- Brexit not impacting willingness to lend in the UK
- Lending conditions remain positive with originations and refinancing set to expand
- Majority of lenders remain risk averse with limited appetite for financing speculative development
- Average LTVs have fallen across the board with margins up
The willingness to lend against UK commercial property will not be impacted by the result of the UK’s decision to leave the European Union, according to the latest instalment of the Cushman & Wakefield European Lending Trends report.
The fourth edition of the Cushman & Wakefield report released today is based on survey responses of 50 major, active lenders from across Europe and considers views on recent activity as well as trends expected over the next six months.
The latest results show that the overwhelming majority of respondents (95%) said the fallout from Brexit will not stop their lending in the UK, although the overall volume of new loan originations was down across Europe in the past six months. This was in part caused by caution regarding Brexit but in addition was due to slower deal activity in the first half of 2016 across the continent compared to the second half of last year.
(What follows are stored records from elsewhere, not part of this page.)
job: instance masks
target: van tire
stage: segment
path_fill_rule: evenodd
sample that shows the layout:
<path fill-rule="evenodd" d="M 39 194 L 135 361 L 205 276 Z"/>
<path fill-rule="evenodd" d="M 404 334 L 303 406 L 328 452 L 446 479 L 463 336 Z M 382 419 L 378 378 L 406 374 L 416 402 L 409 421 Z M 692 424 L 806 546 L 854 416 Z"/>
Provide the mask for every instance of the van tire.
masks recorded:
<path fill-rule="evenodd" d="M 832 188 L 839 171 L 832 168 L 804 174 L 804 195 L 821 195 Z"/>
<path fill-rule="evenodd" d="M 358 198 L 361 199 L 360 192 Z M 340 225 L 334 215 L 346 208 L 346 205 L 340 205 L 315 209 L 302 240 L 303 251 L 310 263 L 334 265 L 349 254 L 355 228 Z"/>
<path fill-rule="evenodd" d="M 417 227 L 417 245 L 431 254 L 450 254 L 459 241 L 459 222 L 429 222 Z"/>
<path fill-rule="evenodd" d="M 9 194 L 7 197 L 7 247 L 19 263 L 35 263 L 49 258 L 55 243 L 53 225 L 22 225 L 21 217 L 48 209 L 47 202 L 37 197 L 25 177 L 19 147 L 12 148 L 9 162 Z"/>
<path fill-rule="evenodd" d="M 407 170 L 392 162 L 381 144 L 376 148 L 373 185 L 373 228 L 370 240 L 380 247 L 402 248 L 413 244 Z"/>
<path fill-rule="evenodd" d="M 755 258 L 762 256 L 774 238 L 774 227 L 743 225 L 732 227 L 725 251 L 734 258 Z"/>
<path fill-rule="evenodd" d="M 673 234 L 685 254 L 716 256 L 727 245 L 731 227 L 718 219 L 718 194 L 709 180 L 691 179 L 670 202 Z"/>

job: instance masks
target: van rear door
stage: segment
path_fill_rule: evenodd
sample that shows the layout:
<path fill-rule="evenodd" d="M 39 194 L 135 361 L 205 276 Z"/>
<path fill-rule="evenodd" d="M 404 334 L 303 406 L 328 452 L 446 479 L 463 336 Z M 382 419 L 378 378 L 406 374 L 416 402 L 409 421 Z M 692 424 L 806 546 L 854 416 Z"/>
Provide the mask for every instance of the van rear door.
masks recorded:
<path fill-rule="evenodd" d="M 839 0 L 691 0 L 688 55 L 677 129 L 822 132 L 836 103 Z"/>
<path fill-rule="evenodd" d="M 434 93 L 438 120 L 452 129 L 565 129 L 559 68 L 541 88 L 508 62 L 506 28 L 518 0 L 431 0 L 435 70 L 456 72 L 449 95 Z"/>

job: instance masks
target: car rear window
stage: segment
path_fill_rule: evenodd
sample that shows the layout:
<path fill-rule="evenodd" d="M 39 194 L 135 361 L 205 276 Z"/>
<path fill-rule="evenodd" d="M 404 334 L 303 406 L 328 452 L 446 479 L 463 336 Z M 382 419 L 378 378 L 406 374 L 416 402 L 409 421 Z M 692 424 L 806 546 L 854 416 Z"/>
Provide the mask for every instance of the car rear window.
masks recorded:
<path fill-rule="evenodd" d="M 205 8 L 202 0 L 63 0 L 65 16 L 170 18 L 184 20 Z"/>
Looking ahead, the report states that market conditions remain encouraging across Europe with a positive balance of lenders reporting an increase in originations and refinancing for the coming six months. Some 80% of lenders expect loan originations to be the same, or increasing, compared with the past six months, rising to over 90% for refinancing.
The survey results also revealed that the majority of lenders are providing senior loans, with whole loans and stretch senior loans the next most common reflecting the preference in the market for a single provider.
Edward Daubeney, Director EMEA Structured Finance at Cushman & Wakefield, said: “Our survey shows that Brexit is having little impact on market sentiment from a lending perspective and the fundamentals remain encouraging. The trend towards lending by geography has also not changed significantly over the past six months, albeit the UK’s share has softened marginally in the wake of the vote result. Elsewhere, we see more lending in Central and Eastern Europe and Italy, mostly at the expense of the Nordic countries.
“Lenders remain focussed on standing investments in both top tier and second tier markets. There remains a clear focus on good quality, well-let assets with lenders more focussed on increasing lending on pre-let developments in second tier cities over secondary assets. Where development finance is available, it’s for pre-let developments with experienced developers. Speculative development finance is almost non-existent since the UK’s vote to leave the EU.”
The report shows that the average loan-to-value (LTVs) ratio at the all-property level has fallen since the last survey in January and is now below 60% in all markets. LTVs now range from 59% in Amsterdam, Frankfurt, London and Paris to 53% in Milan. This underscores restraint in the market with no sign of movement back to the trends in 2006/07.